Currently, approximately 650 rooms are under construction in Long Island City alone. The neighborhood features a mix of major hotel brands, like the Four Points by Sheraton, Fairfield Inn and Holiday Inn, as well as independent boutique properties like Z NYC, the Ravel, the Queensboro Hotel and the Verve.

Overall, the increase in hotels across all five boroughs reflects an overall upward trend for the city’s $31 billion tourism industry, the city says. In September 2011, an estimated 323,000 people were employed in the travel and tourism sector, marking a new monthly record. With that, room rates are steadily increasing, and occupancy neared 85%, among highest in the nation.

And while the city remains far stronger than the national average in terms of hotel occupancy, Lesser says that the city remains ‘under-hoteled.’ “At the end of the day, New York is an underserved hotel market,” he says. “There aren’t enough hotel rooms in New York and that’s why the occupancies are in the mid-80s on an annual basis.” He predicts that the new rooms coming on-line will be “very quickly” absorbed. “Even at 90,000, the market will still be under-hoteled.”

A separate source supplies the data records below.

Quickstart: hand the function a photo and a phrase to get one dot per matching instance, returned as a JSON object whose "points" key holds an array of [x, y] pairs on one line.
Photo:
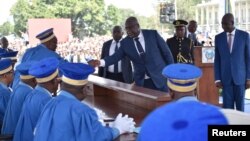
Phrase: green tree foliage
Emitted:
{"points": [[89, 17], [6, 29], [186, 10]]}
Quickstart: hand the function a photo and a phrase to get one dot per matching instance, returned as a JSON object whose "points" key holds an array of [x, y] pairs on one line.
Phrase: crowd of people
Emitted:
{"points": [[157, 64]]}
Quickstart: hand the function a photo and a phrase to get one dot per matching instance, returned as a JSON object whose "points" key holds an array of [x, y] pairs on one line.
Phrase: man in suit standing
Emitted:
{"points": [[148, 52], [232, 63], [192, 27], [4, 45], [121, 71], [181, 46]]}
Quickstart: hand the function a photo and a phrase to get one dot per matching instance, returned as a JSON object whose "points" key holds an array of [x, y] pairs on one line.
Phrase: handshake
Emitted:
{"points": [[124, 124], [94, 63]]}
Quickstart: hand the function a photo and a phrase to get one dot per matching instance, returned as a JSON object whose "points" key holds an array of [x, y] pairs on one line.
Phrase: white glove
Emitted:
{"points": [[101, 115], [124, 124]]}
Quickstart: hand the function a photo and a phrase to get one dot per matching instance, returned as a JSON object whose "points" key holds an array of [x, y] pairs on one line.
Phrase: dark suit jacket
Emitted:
{"points": [[125, 64], [186, 49], [157, 56], [234, 66]]}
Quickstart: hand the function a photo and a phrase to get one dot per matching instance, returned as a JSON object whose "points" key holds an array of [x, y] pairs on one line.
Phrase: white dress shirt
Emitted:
{"points": [[111, 52]]}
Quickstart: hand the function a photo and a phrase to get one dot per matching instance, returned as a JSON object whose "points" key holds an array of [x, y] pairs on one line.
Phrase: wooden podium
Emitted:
{"points": [[206, 90]]}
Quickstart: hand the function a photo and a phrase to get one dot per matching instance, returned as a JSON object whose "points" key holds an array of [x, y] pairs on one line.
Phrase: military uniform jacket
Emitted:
{"points": [[182, 49]]}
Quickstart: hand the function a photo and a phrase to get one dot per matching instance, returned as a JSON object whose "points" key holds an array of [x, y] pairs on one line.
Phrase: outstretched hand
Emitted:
{"points": [[94, 63]]}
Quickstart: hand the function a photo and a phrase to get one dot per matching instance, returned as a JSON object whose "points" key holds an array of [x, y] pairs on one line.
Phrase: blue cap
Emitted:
{"points": [[180, 23], [182, 77], [46, 35], [181, 121], [9, 55], [5, 66], [76, 73], [23, 69], [45, 70]]}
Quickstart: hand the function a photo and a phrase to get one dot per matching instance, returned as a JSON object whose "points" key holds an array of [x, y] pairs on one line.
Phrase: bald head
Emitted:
{"points": [[4, 42], [117, 33], [132, 27], [192, 26], [228, 22]]}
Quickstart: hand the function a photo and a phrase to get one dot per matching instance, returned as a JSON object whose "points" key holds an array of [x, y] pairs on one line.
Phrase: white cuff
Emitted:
{"points": [[102, 63]]}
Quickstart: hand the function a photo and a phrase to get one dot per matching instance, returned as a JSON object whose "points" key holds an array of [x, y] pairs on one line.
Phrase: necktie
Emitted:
{"points": [[141, 52], [229, 41], [139, 48], [116, 64]]}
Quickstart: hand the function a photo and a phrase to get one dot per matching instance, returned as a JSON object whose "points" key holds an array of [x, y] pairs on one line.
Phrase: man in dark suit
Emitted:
{"points": [[192, 27], [148, 52], [121, 71], [232, 63], [181, 46]]}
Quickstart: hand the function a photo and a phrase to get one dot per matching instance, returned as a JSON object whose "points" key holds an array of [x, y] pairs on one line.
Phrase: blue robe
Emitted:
{"points": [[32, 107], [14, 107], [65, 118], [35, 54], [4, 99]]}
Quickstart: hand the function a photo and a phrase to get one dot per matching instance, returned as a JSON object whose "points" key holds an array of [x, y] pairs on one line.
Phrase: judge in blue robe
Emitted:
{"points": [[44, 50], [65, 118], [17, 98], [45, 72], [6, 77]]}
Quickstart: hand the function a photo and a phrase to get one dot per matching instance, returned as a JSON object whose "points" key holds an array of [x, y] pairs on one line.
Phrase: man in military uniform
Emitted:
{"points": [[181, 46]]}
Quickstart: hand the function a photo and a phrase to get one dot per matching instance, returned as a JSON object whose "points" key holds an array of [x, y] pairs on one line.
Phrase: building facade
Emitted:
{"points": [[209, 14]]}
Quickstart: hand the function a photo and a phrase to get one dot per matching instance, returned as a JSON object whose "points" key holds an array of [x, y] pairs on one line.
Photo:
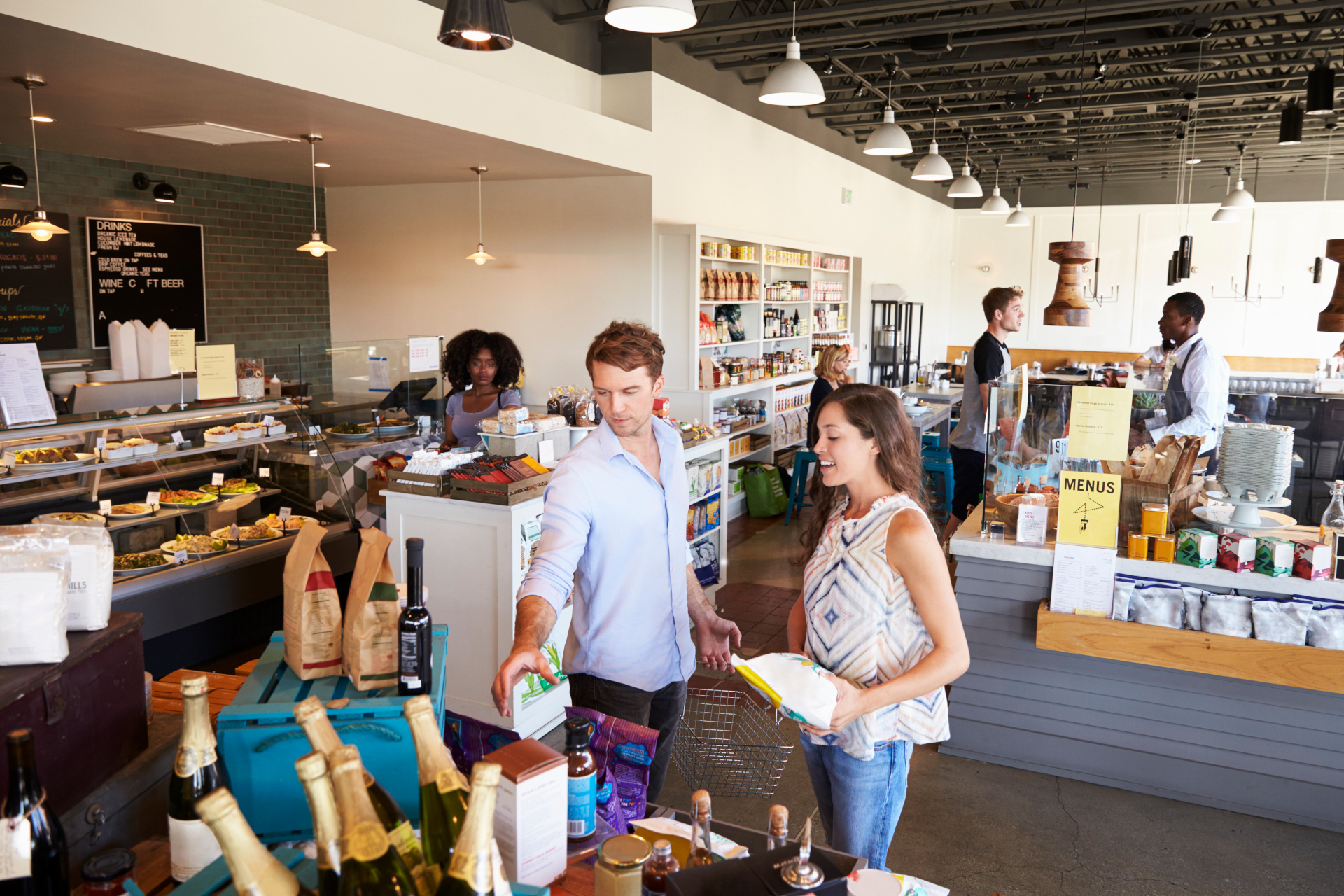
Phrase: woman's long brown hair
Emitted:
{"points": [[876, 413]]}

Lesser says the city is still lacking a headquarters hotel or significant convention hotel near the Jacob K. Javits Center, which drives up occupancies in Midtown. “There one needed there as the Far West Side gets developed,” he says.

At the same time, many new projects are in the works to help aid the 48 million-plus tourism industry. According to the city, approximately 40 new projects are slated to open in the next 30 months, with about 13 properties representing 1,865 rooms in boroughs other than Manhattan: eight in Queens, three in Brooklyn, one in the Bronx and one on Staten Island. In Manhattan, 22 new hotels representing 4,120 rooms are also under construction, the city says.

Much of this development, Lesser says, is due to the city’s evolution into a 24/7 hospitality market. “From a hotel perspective, it is a very unique,” he says. “It is really a seven-day-a-week market, as opposed to others. A lot of urban markets are four or five day markets, but New York is really the epitome of that."